Il 23 febbraio 2017 a Milano, si è tenuto il previsto incontro nazionale con Eataly.

Di seguito gli argomenti trattati.

Arretrati Scatti di Anzianità

Le differenze retributive determinatesi per effetto di un non corretto calcolo degli scatti di anzianità, sono state conteggiate dalla direzione aziendale e verranno sanate entro la fine dell’anno.

Le modalità di pagamento del dovuto per gli aventi titolo verrà condivisa in un verbale di intesa con le organizzazioni sindacali nazionali.

I lavoratori interessati sono 293; le cifre oscillano da un massimo di 3500 ad un minimo di 17 euro per un totale di 134.000 euro.

Livelli di inquadramento

L’azienda ha ricostruito il quadro delle attuali professionalità secondo quattro criteri orientativi: ruolo ricoperto, retribuzione, funzione e livello di inquadramento; questa fotografia sarà utile, tra le altre cose, ad evidenziare eventuali sottoinquadramenti.

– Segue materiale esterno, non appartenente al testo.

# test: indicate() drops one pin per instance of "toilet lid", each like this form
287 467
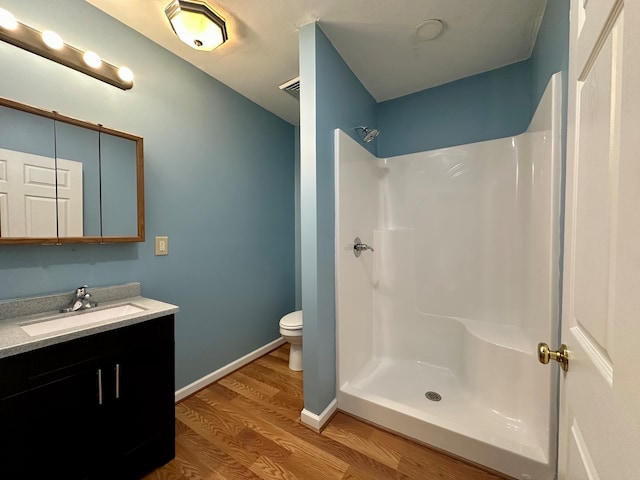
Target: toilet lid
292 320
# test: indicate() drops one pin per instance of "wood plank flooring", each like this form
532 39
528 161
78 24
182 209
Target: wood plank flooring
247 426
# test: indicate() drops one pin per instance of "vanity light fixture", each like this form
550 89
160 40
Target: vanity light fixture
50 45
196 24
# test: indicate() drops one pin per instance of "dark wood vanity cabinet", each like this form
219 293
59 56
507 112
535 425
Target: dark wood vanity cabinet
98 407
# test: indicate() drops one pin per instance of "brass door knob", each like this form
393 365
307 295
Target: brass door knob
561 355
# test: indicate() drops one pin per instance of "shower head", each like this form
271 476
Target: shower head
367 134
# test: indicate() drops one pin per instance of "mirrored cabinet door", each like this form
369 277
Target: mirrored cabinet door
118 176
64 180
78 168
27 176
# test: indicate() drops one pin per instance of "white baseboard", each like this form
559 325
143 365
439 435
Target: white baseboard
227 369
317 422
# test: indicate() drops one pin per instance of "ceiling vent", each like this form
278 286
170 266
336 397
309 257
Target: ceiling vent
292 87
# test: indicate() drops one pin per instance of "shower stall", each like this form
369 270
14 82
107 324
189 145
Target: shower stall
437 326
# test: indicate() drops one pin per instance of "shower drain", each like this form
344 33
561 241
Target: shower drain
433 396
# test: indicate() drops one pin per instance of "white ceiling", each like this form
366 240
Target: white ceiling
377 39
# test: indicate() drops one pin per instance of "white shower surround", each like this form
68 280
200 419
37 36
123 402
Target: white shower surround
463 283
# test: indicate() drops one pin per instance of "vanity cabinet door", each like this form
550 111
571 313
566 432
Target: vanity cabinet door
143 413
52 430
94 408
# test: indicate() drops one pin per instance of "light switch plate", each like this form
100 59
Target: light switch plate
162 245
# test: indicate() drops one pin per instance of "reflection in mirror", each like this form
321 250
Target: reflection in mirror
27 175
64 180
78 181
119 185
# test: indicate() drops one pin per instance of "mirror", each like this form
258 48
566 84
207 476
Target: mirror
64 180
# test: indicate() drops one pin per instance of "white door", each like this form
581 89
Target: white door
28 196
600 394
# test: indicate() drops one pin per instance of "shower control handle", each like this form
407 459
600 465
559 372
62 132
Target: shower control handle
359 247
561 355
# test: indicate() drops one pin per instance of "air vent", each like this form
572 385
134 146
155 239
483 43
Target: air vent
292 87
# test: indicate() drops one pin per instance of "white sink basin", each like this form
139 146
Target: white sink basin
86 317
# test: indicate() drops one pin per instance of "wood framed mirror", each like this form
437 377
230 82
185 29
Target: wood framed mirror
64 180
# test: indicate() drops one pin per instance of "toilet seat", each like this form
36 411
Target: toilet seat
292 322
291 330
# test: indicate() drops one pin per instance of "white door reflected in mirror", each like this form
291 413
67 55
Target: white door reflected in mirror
28 196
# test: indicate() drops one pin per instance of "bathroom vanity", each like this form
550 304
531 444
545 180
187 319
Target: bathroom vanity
92 402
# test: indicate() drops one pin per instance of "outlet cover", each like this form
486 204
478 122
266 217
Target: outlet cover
162 245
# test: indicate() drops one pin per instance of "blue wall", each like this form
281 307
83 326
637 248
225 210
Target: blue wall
224 200
551 52
489 105
331 97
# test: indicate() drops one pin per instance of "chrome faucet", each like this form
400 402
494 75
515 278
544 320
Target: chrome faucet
80 300
359 247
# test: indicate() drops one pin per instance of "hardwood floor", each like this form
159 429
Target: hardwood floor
247 425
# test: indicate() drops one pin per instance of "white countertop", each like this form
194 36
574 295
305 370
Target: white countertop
14 340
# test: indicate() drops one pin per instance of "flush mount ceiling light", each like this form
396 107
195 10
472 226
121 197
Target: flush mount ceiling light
50 45
196 24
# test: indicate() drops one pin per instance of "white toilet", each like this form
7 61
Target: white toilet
291 330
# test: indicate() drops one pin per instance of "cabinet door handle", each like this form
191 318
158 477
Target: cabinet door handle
117 380
99 386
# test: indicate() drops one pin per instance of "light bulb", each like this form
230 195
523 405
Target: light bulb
125 74
7 20
52 40
92 59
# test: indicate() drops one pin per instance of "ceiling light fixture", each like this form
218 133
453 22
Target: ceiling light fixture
50 45
196 24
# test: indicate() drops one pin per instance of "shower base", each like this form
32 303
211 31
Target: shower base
393 394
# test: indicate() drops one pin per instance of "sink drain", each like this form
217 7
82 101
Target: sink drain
433 396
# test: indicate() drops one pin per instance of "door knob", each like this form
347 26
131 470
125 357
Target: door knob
561 355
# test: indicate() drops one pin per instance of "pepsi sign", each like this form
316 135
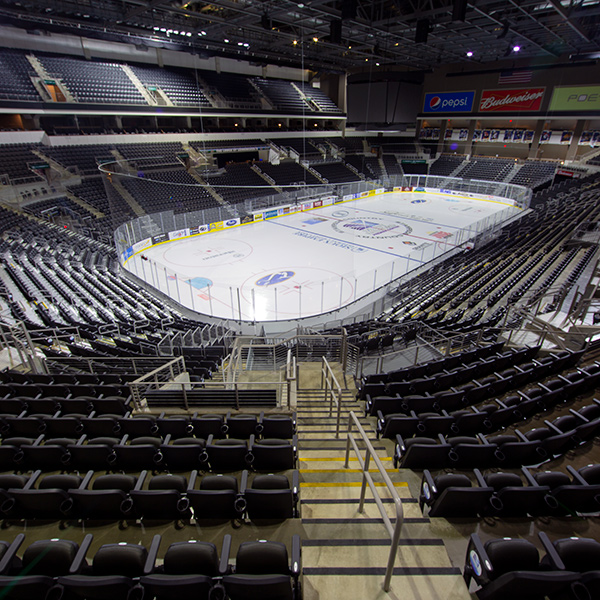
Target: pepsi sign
449 102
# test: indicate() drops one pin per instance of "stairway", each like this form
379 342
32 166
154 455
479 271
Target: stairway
344 552
139 85
133 203
91 209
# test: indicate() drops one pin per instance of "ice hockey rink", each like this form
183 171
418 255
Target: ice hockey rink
314 261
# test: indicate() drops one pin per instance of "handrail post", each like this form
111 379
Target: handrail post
363 487
393 551
393 530
348 436
339 415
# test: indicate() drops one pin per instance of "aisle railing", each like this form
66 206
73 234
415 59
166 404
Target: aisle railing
393 529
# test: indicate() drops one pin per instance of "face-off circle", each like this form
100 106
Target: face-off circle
371 227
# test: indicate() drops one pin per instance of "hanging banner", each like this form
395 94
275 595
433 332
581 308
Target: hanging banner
576 98
449 102
511 100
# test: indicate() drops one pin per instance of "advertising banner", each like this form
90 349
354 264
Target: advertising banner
529 99
142 244
175 235
157 239
449 102
576 98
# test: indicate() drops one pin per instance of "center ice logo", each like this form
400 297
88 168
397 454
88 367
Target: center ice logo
371 228
275 278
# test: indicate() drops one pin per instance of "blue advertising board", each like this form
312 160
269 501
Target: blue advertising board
449 102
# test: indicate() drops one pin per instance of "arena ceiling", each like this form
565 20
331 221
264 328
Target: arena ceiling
332 35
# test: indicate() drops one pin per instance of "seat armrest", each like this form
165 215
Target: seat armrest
10 553
428 479
529 477
79 559
577 478
296 556
225 550
487 569
480 480
553 427
244 481
86 480
192 480
152 553
31 481
521 436
140 482
483 440
551 552
576 414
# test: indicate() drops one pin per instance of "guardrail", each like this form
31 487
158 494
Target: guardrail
392 529
290 375
333 392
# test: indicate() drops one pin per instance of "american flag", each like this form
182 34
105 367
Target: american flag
510 77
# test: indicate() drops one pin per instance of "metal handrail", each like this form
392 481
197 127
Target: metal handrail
290 374
330 386
392 529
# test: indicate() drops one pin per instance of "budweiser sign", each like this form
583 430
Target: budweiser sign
511 100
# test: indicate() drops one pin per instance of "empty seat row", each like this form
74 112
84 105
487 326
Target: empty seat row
121 571
489 417
94 424
531 448
124 497
155 453
478 380
511 568
502 494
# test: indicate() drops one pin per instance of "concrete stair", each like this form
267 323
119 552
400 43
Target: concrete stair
91 209
345 552
135 207
140 86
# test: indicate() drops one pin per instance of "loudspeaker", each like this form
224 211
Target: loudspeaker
459 10
335 31
422 31
348 9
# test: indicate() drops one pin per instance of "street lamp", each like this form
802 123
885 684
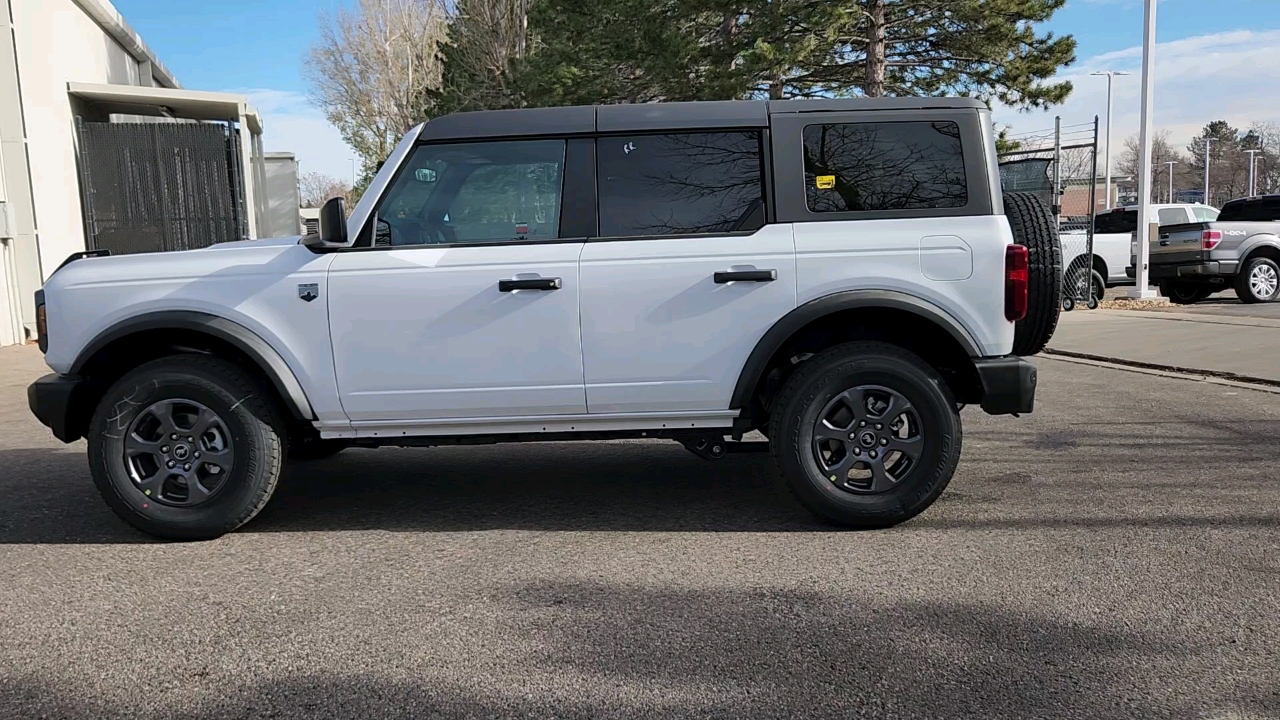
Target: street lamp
1107 160
1253 155
1205 200
1144 137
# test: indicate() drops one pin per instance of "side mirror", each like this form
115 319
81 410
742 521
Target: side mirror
333 227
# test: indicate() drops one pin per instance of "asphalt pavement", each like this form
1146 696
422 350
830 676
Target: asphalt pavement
1115 554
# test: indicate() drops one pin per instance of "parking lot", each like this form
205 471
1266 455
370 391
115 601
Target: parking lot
1114 555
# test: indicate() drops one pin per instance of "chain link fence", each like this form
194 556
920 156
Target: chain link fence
150 187
1060 167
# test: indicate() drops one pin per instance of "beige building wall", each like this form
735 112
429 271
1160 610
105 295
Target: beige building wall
44 45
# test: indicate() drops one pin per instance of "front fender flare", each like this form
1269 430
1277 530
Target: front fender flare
787 326
227 331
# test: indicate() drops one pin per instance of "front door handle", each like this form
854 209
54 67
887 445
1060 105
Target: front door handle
529 283
745 276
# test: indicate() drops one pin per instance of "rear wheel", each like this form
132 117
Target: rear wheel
1033 226
1184 294
1258 281
186 447
865 434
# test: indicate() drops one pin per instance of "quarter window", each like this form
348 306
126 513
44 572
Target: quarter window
873 167
475 192
688 183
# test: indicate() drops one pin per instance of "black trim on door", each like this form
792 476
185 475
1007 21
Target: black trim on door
577 201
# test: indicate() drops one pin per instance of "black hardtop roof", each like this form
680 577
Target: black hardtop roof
640 117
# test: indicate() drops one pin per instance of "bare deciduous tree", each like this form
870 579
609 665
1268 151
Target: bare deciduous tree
371 68
315 188
487 41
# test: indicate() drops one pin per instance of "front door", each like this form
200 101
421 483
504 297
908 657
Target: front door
686 276
461 300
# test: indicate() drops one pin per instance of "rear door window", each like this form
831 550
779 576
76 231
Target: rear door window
681 183
1173 215
1205 214
1116 222
873 167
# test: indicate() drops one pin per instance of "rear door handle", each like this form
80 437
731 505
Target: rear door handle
745 276
529 283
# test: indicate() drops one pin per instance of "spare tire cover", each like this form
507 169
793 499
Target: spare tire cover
1034 227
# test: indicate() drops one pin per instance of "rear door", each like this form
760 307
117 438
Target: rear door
686 274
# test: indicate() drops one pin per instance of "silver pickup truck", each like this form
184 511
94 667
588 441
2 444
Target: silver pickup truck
1189 261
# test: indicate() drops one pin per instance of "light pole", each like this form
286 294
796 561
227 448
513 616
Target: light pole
1107 159
1144 135
1253 155
1205 200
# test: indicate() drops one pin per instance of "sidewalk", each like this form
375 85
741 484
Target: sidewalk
1220 343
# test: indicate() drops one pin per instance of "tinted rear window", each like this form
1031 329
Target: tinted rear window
1264 209
688 183
1116 222
869 167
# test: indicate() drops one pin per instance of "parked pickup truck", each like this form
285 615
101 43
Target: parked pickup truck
1112 245
1189 261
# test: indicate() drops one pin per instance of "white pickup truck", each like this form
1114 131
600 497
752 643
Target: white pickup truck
1114 244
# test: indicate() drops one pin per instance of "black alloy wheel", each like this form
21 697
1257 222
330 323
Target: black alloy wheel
178 452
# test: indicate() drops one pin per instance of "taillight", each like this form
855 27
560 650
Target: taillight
1015 282
41 322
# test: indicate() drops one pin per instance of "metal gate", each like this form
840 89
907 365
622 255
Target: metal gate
151 187
1061 167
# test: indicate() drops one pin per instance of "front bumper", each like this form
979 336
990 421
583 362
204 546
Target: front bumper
53 400
1008 384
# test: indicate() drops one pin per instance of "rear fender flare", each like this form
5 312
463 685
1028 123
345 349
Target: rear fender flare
792 322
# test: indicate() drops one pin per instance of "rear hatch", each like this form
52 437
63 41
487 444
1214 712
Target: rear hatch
1179 244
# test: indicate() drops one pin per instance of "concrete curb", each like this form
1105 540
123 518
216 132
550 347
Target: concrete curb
1188 318
1215 377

Nel ribadire la disponibilità sindacale a confrontarsi nel merito, i sindacati hanno altresì rimarcato l’urgenza di determinare soluzioni condivise nel rispetto di quanto previsto in materia di declaratorie professionali dal CCNL Turismo e, laddove compatibile, tenuto conto della peculiare struttura aziendale, dal CCNL Commercio.

Premio di risultato

Eataly ha accolto alcune importante osservazioni avanzate dalle organizzazioni sindacali rispetto agli obbiettivi e al parametro locale. La soglia di accesso dell’indicatore generale Ebtda è stata abbassata è pertanto resa più raggiungibile.

I “goal” di negozio riferiti a “differenze inventariali” coincideranno con l’abbattimento del 30% del corrispettivo economico delle incongruenze rilevate al 31 dicembre 2016.

Entro la fine di settembre di quest’anno verrà effettuato un incontro di verifica in cui si produrrà una valutazione compiuta dell’andamento dell’indicatore locale e, qualora venissero rilevati elementi di concreta distorsione, si potranno approntare correttivi.

Per i lavoratori che operano nel settore “corporate” che avendo funzioni di coordinamento, non sono riconducibili a un singolo punto di vendita, ai fini del raggiungimento dell’obiettivo “differenze inventariali” varrà la media nazionale dei risultati dei 14 negozi.

Nei prossimi giorni si procederà alla sigla dell’accordo cui, su richiesta di Filcams, Fisascat e Uiltucs sarà allegata una sintesi della procedura gestionale adottata dall’azienda per ridurre le dispersioni che tendono a verificarsi nel passaggio della merce dall’area vendita alla ristorazione.